If you had an IBM or Dell laptop, you could totally send it in sans hard drive and expect a prompt and full repair.

However, Apple does not do this, based on my experience.

You may be able to find an authorized Apple service center. They tend to be more lax with the rules, but you'll probably have to pony up a "diagnostic" fee.

I'd recommend you buy a USB to SATA/PATA dongle (they're like 20 bucks on newegg) and wipe the drive. Then put it back in and then deny you even know what a screwdriver looks like.

Then when the consumer reports survey shows up, give them the highest ratings possible. That has the be the biggest joke going.
posted by Pogo_Fuzzybutt at 11:09 PM on November 12, 2009

Response by poster: I couldn't have asked for a better set of responses - thanks, everybody. Before I posted, I wasn't finding much from google on this topic. Maybe if I had searched on the NVidia issue...

Here's where it stands so far: I took it in to the store, running late, so I hadn't removed the HD. Had a great experience, lots of very helpful and creative suggestions from a few apple store folks, including my assigned genius (@zachlipton: phew) (also, my genius was a guy again; i looked with intent at the geniuses to confirm my previous impression, and yup, only guys tonight). They did a single-round format for me in target mode, saying they couldn't leave it running overnight for a real data wipe. But this was sufficient for my concerns: I doubt my personal data is THAT interesting. With the drive reformatted, theft would require someone is systematically using a restore tool on a stack of hard drives, and that's a chance I'm willing to take.

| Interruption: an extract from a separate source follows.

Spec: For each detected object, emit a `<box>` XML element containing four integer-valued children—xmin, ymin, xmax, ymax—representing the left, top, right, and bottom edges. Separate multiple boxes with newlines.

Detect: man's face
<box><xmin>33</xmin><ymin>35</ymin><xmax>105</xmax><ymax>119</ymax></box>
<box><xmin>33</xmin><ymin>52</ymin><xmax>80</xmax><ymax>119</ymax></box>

I've had very good luck with Time Machine system restore.

And I hate to say it and call fate's attention to the fact, but I've had great luck with my laptops so far. One toshiba, four dells, two apples. I've been happy with pretty much everything about the Apple paradigm until now, and I'm happy enough with this outcome. Hopefully they really fix it, and I don't have an experience like Pogo_Fuzzybutt's.

Still, i agree with hackwolf that it's much nicer to have on-site service. The last time I had it from Dell, it was reasonably priced. On the other hand, I don't mind sending my system out, but it irritates me that I should have to do something so time consuming as wipe and then restore my hard drive when it should be sufficient to remove the HD.

Here's the takeaway I've gotten from this: treat my hard drive like I'm going to leave it on the street at any moment. Encrypt anything I don't want to be public. Keep backups of the entire disk image (already done, but must stay diligent). Have a plan for access to a second computer if necessary.

Thanks again to everybody. And I will "deny you even know what a screwdriver looks like."